Retrato sem precedentes dos ciclos sazonais revela pontos críticos com consequências ecológicas, evolutivas e até económicas.
O ciclo anual das estações – inverno, primavera, verão, outono – é frequentemente dado como certo. Mas um novo estudo publicado na Nature, que recorre a uma nova abordagem para observar os ciclos de crescimento sazonais a partir de satélites, mostra que essa noção é muito simplista.
O estudo traz um retrato íntimo e sem precedentes dos ciclos sazonais dos ecossistemas terrestres da Terra. Isso revela “pontos críticos” de assincronia sazonal em todo o mundo – regiões onde o tempo dos ciclos sazonais pode estar fora de sincronia entre locais próximos.
Essas diferenças de tempo podem ter consequências ecológicas, evolutivas e até económicas surpreendentes.
As estações do ano, vistas do Espaço
As estações definem o ritmo da vida. Os seres vivos, incluindo os humanos, ajustam o tempo das suas atividades anuais para explorar recursos e condições que flutuam ao longo do ano.
O estudo desse calendário, conhecido como fenologia, é uma forma milenar de observação da natureza pelo ser humano. Mas hoje também podemos observar a fenologia a partir do Espaço.
Com arquivos de imagens de satélite que abrangem décadas, podemos usar a computação para compreender melhor os ciclos sazonais do crescimento das plantas. No entanto, os métodos para fazer isso geralmente se baseiam na suposição de ciclos sazonais simples e estações de crescimento distintas.
Isso funciona bem em grande parte da Europa, América do Norte e outros locais de alta latitude com invernos rigorosos. Mas o método pode apresentar dificuldades nos trópicos e em regiões áridas. Nesses locais, as estimativas do crescimento das plantas baseadas em satélites podem variar subtilmente ao longo do ano, sem estações de crescimento bem definidas.
Padrões surpreendentes
Ao aplicar uma nova análise a 20 anos de imagens de satélite, a equipa criou um mapa mais preciso do calendário dos ciclos de crescimento das plantas em todo o mundo. Além dos padrões esperados, como o atraso da primavera em latitudes e altitudes mais elevadas, observámos também outros mais surpreendentes.

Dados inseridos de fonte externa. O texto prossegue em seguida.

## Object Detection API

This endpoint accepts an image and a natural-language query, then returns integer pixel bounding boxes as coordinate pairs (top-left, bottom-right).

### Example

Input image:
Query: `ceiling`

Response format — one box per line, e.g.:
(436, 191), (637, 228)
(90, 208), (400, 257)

Um padrão surpreendente ocorre nas cinco regiões climáticas mediterrânicas da Terra, onde os invernos são amenos e húmidos e os verões são quentes e secos. Estas incluem a Califórnia, o Chile, a África do Sul, o sul da Austrália e o próprio Mediterrâneo.
Todas estas regiões partilham um padrão sazonal de duplo pico, anteriormente documentado na Califórnia, porque os ciclos de crescimento florestal tendem a atingir o pico cerca de dois meses mais tarde do que noutros ecossistemas. Também apresentam diferenças marcantes no tempo de crescimento das plantas em relação às terras áridas vizinhas, onde as precipitações no verão são mais comuns.
Pontos críticos
Essa complexa mistura de padrões de atividade sazonal explica uma importante descoberta do trabalho: os climas mediterrânicos e as terras áridas vizinhas são pontos críticos de atividade sazonal fora de sincronia. Por outras palavras, são regiões onde os ciclos sazonais de locais próximos podem ter tempos drasticamente diferentes.
Outros pontos críticos globais ocorrem principalmente nas montanhas tropicais. Os padrões complexos de estações fora de sincronia que observamos nessas regiões podem estar relacionados às formas complexas como as montanhas influenciam o fluxo de ar, determinando os padrões locais de precipitação sazonal e nebulosidade. Esses fenómenos ainda são pouco compreendidos, mas podem ser fundamentais para a distribuição das espécies nessas regiões de biodiversidade excecional.
Sazonalidade e biodiversidade
Identificar regiões globais onde os padrões sazonais estão fora de sincronia foi a motivação original para o novo trabalho. E a descoberta de que elas se sobrepõem a muitos dos pontos críticos de biodiversidade da Terra — locais com um grande número de espécies vegetais e animais — pode não ser uma coincidência.
Nestas regiões, como os ciclos sazonais de crescimento das plantas podem estar fora de sincronia entre locais próximos, a disponibilidade sazonal de recursos também pode estar fora de sincronia. Isso afetaria os ciclos reprodutivos sazonais de muitas espécies, e as consequências ecológicas e evolutivas poderiam ser profundas.
Uma dessas consequências é que populações com ciclos reprodutivos fora de sincronia teriam menos probabilidade de se cruzar. Como resultado, seria de esperar que essas populações divergissem geneticamente e, talvez, acabassem por se dividir em espécies diferentes.
Se isso acontecesse mesmo que fosse a uma pequena percentagem de espécies em qualquer momento, então, a longo prazo, essas regiões produziriam grandes quantidades de biodiversidade.